Like the able grasshopper of ancient Samurai-era Japan, getting myself back online took skill, determination, persistance, and plenty of patience. Fortunately, it didn’t involve the use of any swords. Almost, but not quite.
(By the way, check this video out from National Geographic about a Chinese sword maker who uses human bones in the forging process.)
As you may or may not know, my ancient computer went kaput ten days ago. Stupid virus took out my windows registry. It was a sad moment as that machine had been with me for six years, through thick and thin, grad school, over 500 blog posts, and one or two excusions into the deepest, darkest dungeons of cyberspace.
(Not that one of those excursions caused me to download the virus. Nope. No way. Not at all.)
Unfortunately, as there is no cash for clunkers program for computers, I had to scrounge up a few hundred thousand pennies for buying a new machine. Something I had not planned for following my sojourn to Memphis only a month ago. Not helping matters was the fact that someone slimy scoundrel stole some money from me via a fraudulent transaction in Surprise, Arizona.
(Yup. I caught a computer virus and was a victim of bank fraud in the same week. How very 21st century of me.)
So after laboriously counting the nickels, dimes, and a few quarters I did have and cancelling all my cards, I went to the ol’ Best Buy to check out their wares and find a laptop. Althought not intending to buy, I brought the Blackberry and seriously reviewed every single laptop they had. At first I wasn’t too impressed, both with the selection and the service. I’m not a big salesperson person, and I hate when I see several salesfolks led customers to the same item. It makes it seem like they are pushing something they are trying to get rid of.
Frustrated, I left computer-less.
The next day I went back, once again ready to buy at Best Buy. This time I brought my checkbook, since of course my cards were no good.

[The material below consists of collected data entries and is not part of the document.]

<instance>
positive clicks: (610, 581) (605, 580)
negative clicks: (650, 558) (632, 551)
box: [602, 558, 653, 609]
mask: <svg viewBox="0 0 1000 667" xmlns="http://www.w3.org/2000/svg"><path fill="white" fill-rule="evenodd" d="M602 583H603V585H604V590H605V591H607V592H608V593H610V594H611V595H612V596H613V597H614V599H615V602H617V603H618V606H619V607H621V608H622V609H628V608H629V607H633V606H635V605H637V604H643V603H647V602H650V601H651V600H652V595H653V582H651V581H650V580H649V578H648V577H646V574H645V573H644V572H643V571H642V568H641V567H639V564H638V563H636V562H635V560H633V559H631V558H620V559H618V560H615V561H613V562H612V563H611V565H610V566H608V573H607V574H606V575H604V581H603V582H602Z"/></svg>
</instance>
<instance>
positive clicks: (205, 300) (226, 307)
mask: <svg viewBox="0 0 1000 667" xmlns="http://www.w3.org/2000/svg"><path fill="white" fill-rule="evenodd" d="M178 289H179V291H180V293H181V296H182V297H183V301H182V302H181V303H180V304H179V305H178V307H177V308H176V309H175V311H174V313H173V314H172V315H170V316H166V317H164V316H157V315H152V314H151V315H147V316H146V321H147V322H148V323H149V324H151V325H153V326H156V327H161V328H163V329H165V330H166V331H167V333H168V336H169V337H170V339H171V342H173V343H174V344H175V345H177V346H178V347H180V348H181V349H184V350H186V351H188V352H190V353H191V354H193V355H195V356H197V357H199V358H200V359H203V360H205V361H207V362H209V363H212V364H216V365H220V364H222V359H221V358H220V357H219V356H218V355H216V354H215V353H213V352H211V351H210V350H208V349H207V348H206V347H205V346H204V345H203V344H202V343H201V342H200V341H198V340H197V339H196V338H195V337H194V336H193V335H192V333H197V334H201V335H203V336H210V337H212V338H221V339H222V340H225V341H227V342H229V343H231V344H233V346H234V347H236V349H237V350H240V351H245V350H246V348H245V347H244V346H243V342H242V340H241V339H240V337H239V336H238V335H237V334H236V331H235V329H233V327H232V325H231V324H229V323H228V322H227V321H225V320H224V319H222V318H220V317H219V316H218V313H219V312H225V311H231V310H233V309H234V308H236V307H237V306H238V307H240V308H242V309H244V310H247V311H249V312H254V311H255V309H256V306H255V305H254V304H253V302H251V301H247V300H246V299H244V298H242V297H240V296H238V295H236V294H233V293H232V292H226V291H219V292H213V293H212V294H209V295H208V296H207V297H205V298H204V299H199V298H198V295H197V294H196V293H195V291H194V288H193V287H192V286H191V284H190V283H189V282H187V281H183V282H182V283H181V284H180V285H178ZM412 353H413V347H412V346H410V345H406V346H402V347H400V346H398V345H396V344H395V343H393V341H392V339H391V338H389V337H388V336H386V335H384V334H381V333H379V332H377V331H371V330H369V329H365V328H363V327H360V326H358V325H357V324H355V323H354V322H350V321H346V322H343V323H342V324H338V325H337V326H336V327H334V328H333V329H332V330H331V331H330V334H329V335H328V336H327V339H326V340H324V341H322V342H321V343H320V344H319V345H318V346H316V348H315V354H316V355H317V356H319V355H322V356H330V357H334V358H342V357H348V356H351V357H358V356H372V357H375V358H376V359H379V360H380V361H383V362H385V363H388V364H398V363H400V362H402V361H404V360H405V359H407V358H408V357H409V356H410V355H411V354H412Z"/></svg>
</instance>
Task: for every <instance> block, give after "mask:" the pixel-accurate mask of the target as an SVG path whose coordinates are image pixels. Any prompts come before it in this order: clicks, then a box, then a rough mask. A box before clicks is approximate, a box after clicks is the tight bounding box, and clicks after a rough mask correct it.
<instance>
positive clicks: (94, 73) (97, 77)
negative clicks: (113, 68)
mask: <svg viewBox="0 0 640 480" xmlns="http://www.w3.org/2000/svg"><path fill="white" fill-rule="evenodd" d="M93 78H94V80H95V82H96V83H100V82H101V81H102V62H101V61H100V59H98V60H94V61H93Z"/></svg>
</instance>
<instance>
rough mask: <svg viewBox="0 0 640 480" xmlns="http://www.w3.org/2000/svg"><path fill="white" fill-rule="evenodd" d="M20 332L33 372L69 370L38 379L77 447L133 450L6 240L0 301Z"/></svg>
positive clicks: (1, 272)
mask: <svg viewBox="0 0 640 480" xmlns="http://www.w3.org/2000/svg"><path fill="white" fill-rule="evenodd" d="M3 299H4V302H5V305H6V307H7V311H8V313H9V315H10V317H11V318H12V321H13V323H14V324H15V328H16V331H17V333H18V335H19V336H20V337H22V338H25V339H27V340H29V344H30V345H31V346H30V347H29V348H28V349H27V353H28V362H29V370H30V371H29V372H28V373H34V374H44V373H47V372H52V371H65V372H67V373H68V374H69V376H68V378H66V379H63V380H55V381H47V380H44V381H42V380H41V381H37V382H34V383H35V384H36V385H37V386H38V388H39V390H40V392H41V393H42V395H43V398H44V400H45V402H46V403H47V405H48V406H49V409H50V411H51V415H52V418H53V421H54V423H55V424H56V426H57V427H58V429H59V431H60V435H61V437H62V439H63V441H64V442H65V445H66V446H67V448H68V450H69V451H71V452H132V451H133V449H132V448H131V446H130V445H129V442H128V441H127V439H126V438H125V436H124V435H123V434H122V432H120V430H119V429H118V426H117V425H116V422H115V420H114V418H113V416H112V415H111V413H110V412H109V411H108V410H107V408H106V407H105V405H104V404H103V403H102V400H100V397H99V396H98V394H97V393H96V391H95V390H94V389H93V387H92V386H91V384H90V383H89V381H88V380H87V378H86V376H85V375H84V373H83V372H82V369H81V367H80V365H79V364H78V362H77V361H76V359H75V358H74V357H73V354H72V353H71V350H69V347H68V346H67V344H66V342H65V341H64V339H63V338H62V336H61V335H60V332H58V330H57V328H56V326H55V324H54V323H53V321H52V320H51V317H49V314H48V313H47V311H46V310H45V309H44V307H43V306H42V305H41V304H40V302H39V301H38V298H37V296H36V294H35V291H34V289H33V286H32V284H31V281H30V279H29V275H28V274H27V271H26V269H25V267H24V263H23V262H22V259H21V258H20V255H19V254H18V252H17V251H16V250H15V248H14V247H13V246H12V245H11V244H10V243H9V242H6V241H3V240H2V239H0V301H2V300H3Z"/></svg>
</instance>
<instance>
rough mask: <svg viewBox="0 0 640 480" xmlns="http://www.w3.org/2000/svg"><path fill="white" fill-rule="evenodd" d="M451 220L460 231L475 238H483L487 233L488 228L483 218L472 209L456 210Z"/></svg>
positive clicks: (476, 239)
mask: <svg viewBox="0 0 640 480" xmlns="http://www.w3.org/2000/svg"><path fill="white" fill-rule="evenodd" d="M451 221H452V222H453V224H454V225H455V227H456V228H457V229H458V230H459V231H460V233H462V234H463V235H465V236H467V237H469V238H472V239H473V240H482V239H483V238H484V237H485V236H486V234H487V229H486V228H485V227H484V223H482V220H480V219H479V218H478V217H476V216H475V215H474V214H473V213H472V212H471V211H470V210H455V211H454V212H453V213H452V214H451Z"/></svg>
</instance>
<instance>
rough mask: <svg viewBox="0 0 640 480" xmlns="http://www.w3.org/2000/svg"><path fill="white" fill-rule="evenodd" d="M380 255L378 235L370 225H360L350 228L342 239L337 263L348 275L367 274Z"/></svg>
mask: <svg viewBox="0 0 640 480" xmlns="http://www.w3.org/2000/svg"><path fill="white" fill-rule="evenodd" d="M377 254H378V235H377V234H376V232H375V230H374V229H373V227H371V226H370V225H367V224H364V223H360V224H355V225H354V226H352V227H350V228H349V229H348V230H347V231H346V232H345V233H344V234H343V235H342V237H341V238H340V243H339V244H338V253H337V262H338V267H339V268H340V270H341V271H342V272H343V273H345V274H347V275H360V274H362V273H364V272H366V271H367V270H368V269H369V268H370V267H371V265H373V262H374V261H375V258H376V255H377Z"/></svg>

After once again going through the options, I settled on an HP. I strolled on up to the cashier, wrote the check, and lo and behold, my check was no good. Apparently, my check fit the profile of a fraudulent check. I think that’s irony.
So I left without a computer for the second day.
Day three, I was intent on buying a new computer, problems be damned. As Puffy sang, can’t nothing hold me down. For the third time, I went to Best Buy around 1pm. Unfortunately, they were sold out of my machine. By this time, I didn’t care if I had to drive to Miami to get this computer, no deity was going to stop me from buying the computer I wanted.
After asking where I can buy the computer of my dreams, I had to drive nearly 30 minutes to the next closest Best Buy. Supposedly, they had eight of my computer left. Of course, when I got there, they had only two. Two of my dream machines, with one little catch: they were both already tinkered with by the Geek Squad and would cost an additional 70 bucks. At this point, I didn’t care.
I walked out with my computer, finally happy.
Then I discovered it didn’t come with an AC adapter.